When word got out that Starz was not renewing American Gods for a fourth season, I can’t say I was all that surprised. Had that come after two seasons, I might not even minded all that much since season two was such a mess.
I will say, as I make most of my banner images myself…the one I made for this show is really, really bad. I won’t miss that.
But will I miss American Gods itself? That’s harder to quantify. Season one was fantastic, a visual delight with some fantastic storytelling moments that said more about the world of American Gods than the plot of the show. As someone who has read the book two or three times, I can safely say it got the spirit of the book right, and the various moments of gods in America doing their thing, whether in the past or the present, were always great and rarely connected to the plot. The show got away from that, revived a little this season, but these flashbacks always connected to…something.
Though I don’t think this show ever came close to matching Mr. Nancy’s introduction for sheer awesomeness.
Then between seasons one and two, we had…problems. A lot of people from both in front of and behind the camera left, made especially worse by the fact the show didn’t have someone in the showrunner position for most of season two, or if they did, it wasn’t a consistent person with Neil Gaiman himself possibly holding it for a period despite a complete lack of experience in that sort of job. More actors left after season two, and going into season three, I wasn’t all that psyched to see it. I mean, I put off season three of American Gods to cover The Queen’s Gambit instead. I don’t for a minute necessarily regret that decision, but the fact that I made it at all says a lot about my feelings for what American Gods had become.
And then season three righted a lot of what went wrong. True, it wasn’t up to the high standards I held for season one, but it was a coherent and fun story again and not just a bunch of characters sitting around a funeral home and arguing over this and that before inevitably killing off a few more characters and leaving others to spin in the wind. It’s telling that, of all the Old Gods, by the time this episode ends, it looks like the only ones left are Wednesday (sort of), Czernobog, and Mr. Ibis. Sure, there’s also Bilquis and the other African deities, but they’re off doing something different involving chosen ones (Laura is one? Really?).

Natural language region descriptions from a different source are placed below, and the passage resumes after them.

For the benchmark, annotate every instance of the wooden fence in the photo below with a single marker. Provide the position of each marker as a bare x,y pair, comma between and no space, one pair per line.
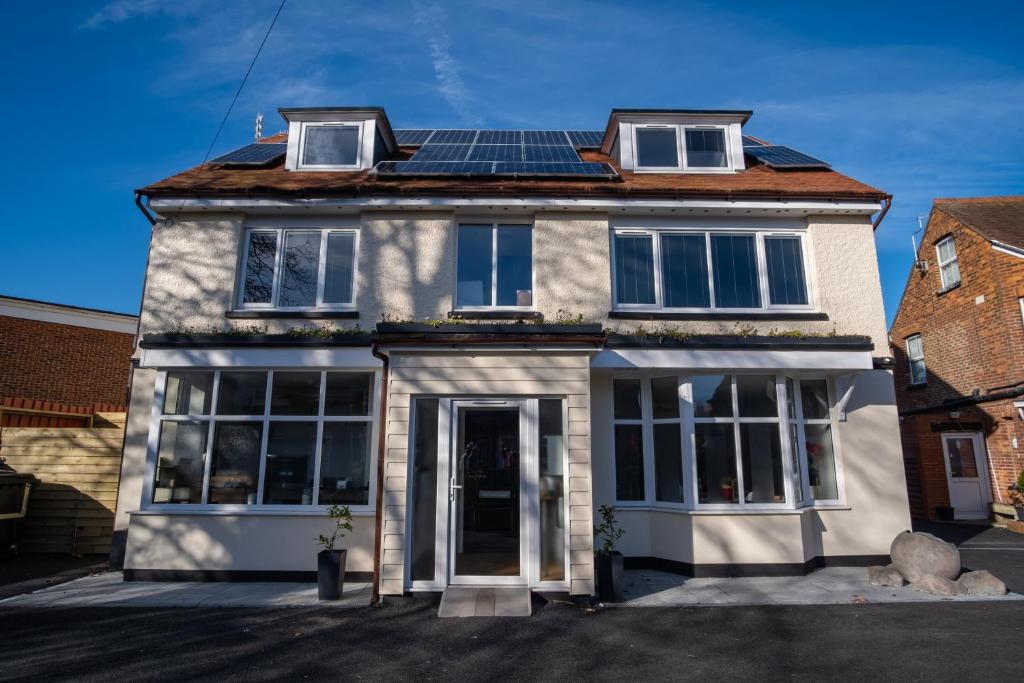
71,509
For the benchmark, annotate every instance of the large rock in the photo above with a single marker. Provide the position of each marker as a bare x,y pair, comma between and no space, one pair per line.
887,577
918,554
936,585
981,583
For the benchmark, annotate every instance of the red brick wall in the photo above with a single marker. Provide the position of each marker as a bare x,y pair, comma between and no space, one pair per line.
969,345
64,364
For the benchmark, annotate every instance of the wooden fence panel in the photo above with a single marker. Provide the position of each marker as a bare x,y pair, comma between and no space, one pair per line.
72,508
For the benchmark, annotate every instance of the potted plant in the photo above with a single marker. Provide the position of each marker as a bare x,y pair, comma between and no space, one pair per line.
331,562
608,560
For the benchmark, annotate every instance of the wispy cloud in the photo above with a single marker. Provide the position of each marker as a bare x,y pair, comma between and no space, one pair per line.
432,20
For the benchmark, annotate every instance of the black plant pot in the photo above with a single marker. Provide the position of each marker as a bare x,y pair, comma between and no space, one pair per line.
609,575
330,573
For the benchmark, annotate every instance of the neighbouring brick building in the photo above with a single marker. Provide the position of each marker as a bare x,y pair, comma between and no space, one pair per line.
56,358
958,343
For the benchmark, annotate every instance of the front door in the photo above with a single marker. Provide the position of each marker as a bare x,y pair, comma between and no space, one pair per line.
487,503
967,474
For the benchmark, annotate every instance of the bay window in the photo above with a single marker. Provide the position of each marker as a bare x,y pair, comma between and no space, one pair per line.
264,437
298,268
723,441
700,270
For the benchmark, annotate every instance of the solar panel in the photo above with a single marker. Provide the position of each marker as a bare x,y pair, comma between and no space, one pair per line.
433,152
412,136
778,156
545,137
586,138
550,153
454,136
496,153
257,154
500,137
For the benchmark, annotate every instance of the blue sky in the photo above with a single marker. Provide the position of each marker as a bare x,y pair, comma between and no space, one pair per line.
920,99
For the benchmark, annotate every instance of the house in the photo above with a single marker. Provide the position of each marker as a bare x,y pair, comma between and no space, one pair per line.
475,338
59,365
958,343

But I knew the show had not been renewed when I sat down to watch this last episode, and I saw hints they were going for the big reveal from the novel about what is actually going on as Mr. World more or less confirmed he’s really some sort of Trickster deity (and Technology Boy is, it turns out, the longtime God of Innovation, the nature of whom’s powers cause him to forget that every so often), and Wednesday, after getting Shadow to stand vigil on the World Tree, also reveals he tricked his own son because such an act of devotion would bring a god like Odin back to life.
No matter what happened, I always got a kick out of Ian McShane chewing scenery. But that’s true just about everywhere.
Regardless, this is the end, and it ended on a cliffhanger that may or may not ever be resolved. There was talk of perhaps doing a TV movie to resolve everything. Given what I know about the novel, that may be possible. It would have to be at a different pace than the series had been thus far, but it could be done. Shadow would just need to survive the World Tree and come back to figure out what exactly his father was planning, and then there’d need to be a reveal on who and what Mr. World is. If they were going to do the book’s twist, they set it up nicely.
So, I may miss what American Gods could have been, but consistency of quality was a problem for this show over its three season run. Who knows? Season four might have gone back to the problems of season two.
Overall, the good did largely outweigh the bad, so let’s say 8 out of 10 Dead Wives Who Won’t Stay Down.
But I do need something else for Mondays. Maybe I’ve been too happy lately. You know what that means? It means The Handmaid’s Tale came back.
Yeah, a nice weekly dose of unbridled misery seems to be in order, and it does seem to fit the Monday theme of TV shows derived from a single novel that wasn’t all that long to begin with.